When he thinks about it, he can see the rims of his glasses, he tries to push the glasses further on so that he can’t see the rims; he finds he can always see them; now he has once seen them he can’t stop seeing them: he is conscious of seeing everything through the small round portholes of his glasses, as if he were seeing it through the end of a tunnel; he can always see the frame edging the picture. It gets on his nerves, always seeing the rims: he blinks, and the blink becomes a habit; he frowns, and stretches his brown and frowns, trying to drag the frame further on.

In the end, his only way to survive is to surrender: “There’d been a time when he used to believe in things, and in Kath, and in himself, and now he didn’t believe in anything.”

I’m no expert in British literature, but it seems to me that Two Thousand Million Man-Power could well be seen as the closest counterpart to The Grapes of Wrath one could find among British novels of the Thirties. It carries a powerful punch in both social and psychological terms. It could easily bookend Robert Graves and Alan Hodge’s social history of 1930s Britain, The Long Week-End — only the title would have to be changed to The Seemingly Endless Week. And it serves as another demonstration of the need to rescue G. E. Trevelyan’s work from the slough of neglect where it’s lain for the last eighty years.
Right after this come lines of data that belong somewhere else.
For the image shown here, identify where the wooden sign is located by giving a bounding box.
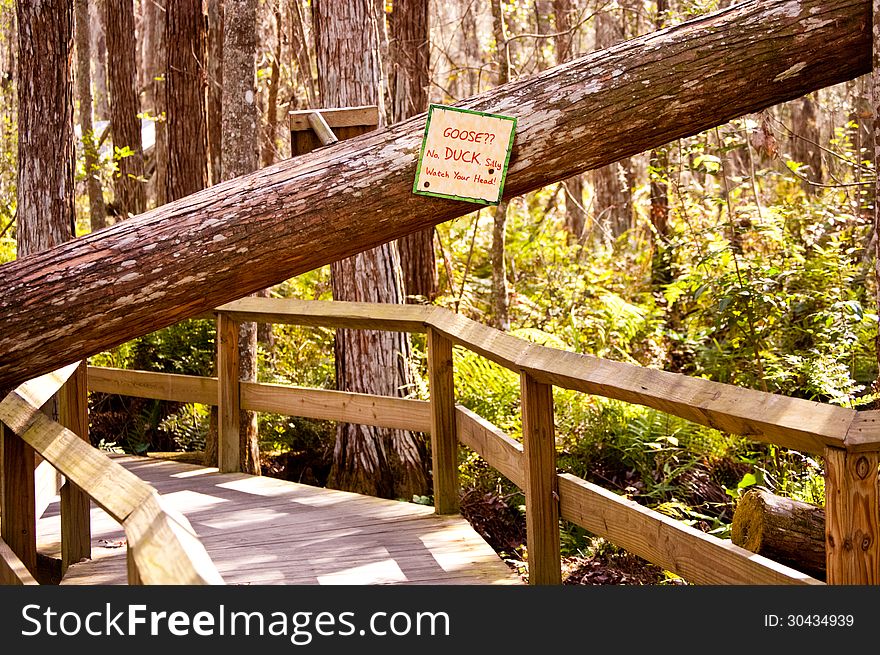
[413,105,516,205]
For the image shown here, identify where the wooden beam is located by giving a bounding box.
[308,111,339,146]
[455,406,525,489]
[123,491,223,585]
[428,328,459,514]
[427,308,857,453]
[217,313,241,473]
[241,382,431,433]
[0,0,871,388]
[216,297,433,332]
[0,393,152,523]
[558,473,822,585]
[825,448,880,585]
[520,373,562,585]
[58,361,92,576]
[0,539,39,585]
[0,426,37,573]
[288,105,379,132]
[88,366,217,405]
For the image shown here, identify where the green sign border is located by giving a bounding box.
[413,104,516,206]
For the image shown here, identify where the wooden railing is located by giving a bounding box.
[89,298,880,584]
[0,364,223,584]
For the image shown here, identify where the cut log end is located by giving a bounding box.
[731,489,825,580]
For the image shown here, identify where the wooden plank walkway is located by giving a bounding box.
[37,456,521,585]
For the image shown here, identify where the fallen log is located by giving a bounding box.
[0,0,871,389]
[730,489,825,580]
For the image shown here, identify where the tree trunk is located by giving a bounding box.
[592,5,632,237]
[871,0,880,409]
[89,0,110,120]
[789,96,825,195]
[553,0,584,240]
[74,0,107,232]
[206,0,223,184]
[16,0,76,256]
[391,0,439,302]
[165,0,208,201]
[489,200,510,332]
[648,0,672,288]
[260,3,282,167]
[730,489,825,580]
[0,0,871,387]
[103,0,147,219]
[313,0,427,499]
[222,0,260,475]
[142,0,168,207]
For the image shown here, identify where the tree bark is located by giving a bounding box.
[165,0,208,200]
[789,96,825,196]
[730,489,825,580]
[260,3,282,167]
[553,0,584,240]
[390,0,440,303]
[0,0,871,387]
[74,0,107,232]
[89,0,110,120]
[222,0,260,475]
[313,0,428,499]
[206,0,222,184]
[103,0,147,219]
[17,0,76,256]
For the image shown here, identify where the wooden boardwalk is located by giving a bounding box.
[37,456,521,585]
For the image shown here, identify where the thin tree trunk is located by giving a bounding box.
[165,0,208,201]
[89,0,110,120]
[74,0,107,232]
[789,96,825,195]
[143,0,168,207]
[592,5,632,237]
[104,0,147,219]
[16,0,76,258]
[222,0,260,475]
[871,0,880,409]
[0,0,871,387]
[260,1,283,167]
[390,0,439,302]
[290,0,320,107]
[553,0,588,241]
[206,0,222,184]
[490,200,510,331]
[489,0,510,330]
[313,0,428,499]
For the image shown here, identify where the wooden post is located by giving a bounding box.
[825,448,880,585]
[520,373,562,585]
[428,327,458,514]
[125,544,144,585]
[309,111,339,146]
[0,423,37,574]
[58,360,92,576]
[217,313,241,473]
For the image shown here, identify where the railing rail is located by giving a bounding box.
[89,298,868,584]
[0,364,223,584]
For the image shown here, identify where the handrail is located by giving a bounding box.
[215,297,868,454]
[0,364,223,584]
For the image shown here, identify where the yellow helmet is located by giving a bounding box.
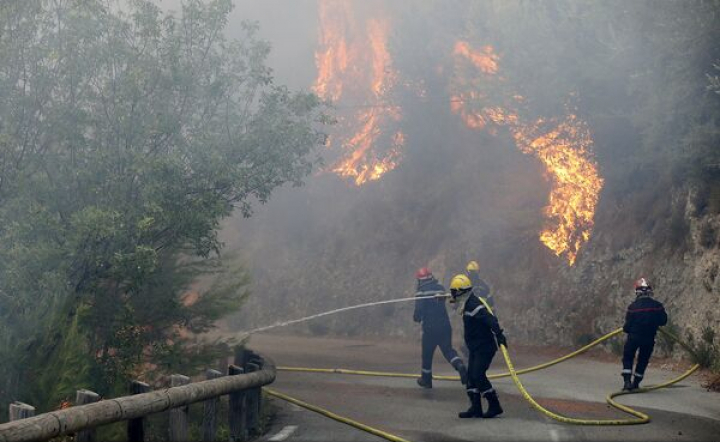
[450,274,472,291]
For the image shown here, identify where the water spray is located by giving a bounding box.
[244,293,450,336]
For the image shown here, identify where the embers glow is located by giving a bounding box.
[314,0,405,186]
[451,42,603,265]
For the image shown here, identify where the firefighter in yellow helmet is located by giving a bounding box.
[466,261,495,308]
[450,275,507,418]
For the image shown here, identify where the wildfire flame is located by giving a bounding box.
[451,41,603,265]
[313,0,405,186]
Two Thousand Million Man-Power, by G. E. Trevelyan
London: Victor Gollancz, 1937

1 thought on “Two Thousand Million Man-Power, by G. E. Trevelyan”

  1. Rather than 1984, there seem to be echoes of Orwell’s pre-war novels – Keep the Aspidistra Flying and Coming up for Air – in Two Thousand Million Man-Power, though it sounds even more pessimistic than them.
    The difficulty of lovers having sex is also a theme in Keep the Aspidistra Flying. It appears elsewhere in books published then. William Plomer – another neglected writer – wrote this sonnet in the 1930s:

    MOVE ON

    They made love under bridges, lacking beds.
    And engines whistled them a bridal song,
    A sudden bull’s-eye showed them touching heads,
    Policemen told them they were doing wrong;
    And when they slept on seats in public gardens
    Told them, ‘Commit no nuisance in the park’;
    The beggars, begging the policemen’s pardons,
    Said that they thought as it was after dark —

    At this the law grew angry and declared
    Outlaws who outrage by-laws are the devil;
    At this the lovers only stood and stared,
    As well they might, for they had meant no evil;
    ‘Move on’, the law said. To avoid a scene
    They moved. And thus we keep our cities clean.

    As a homosexual, Plomer had further problems than simple opportunity, of course.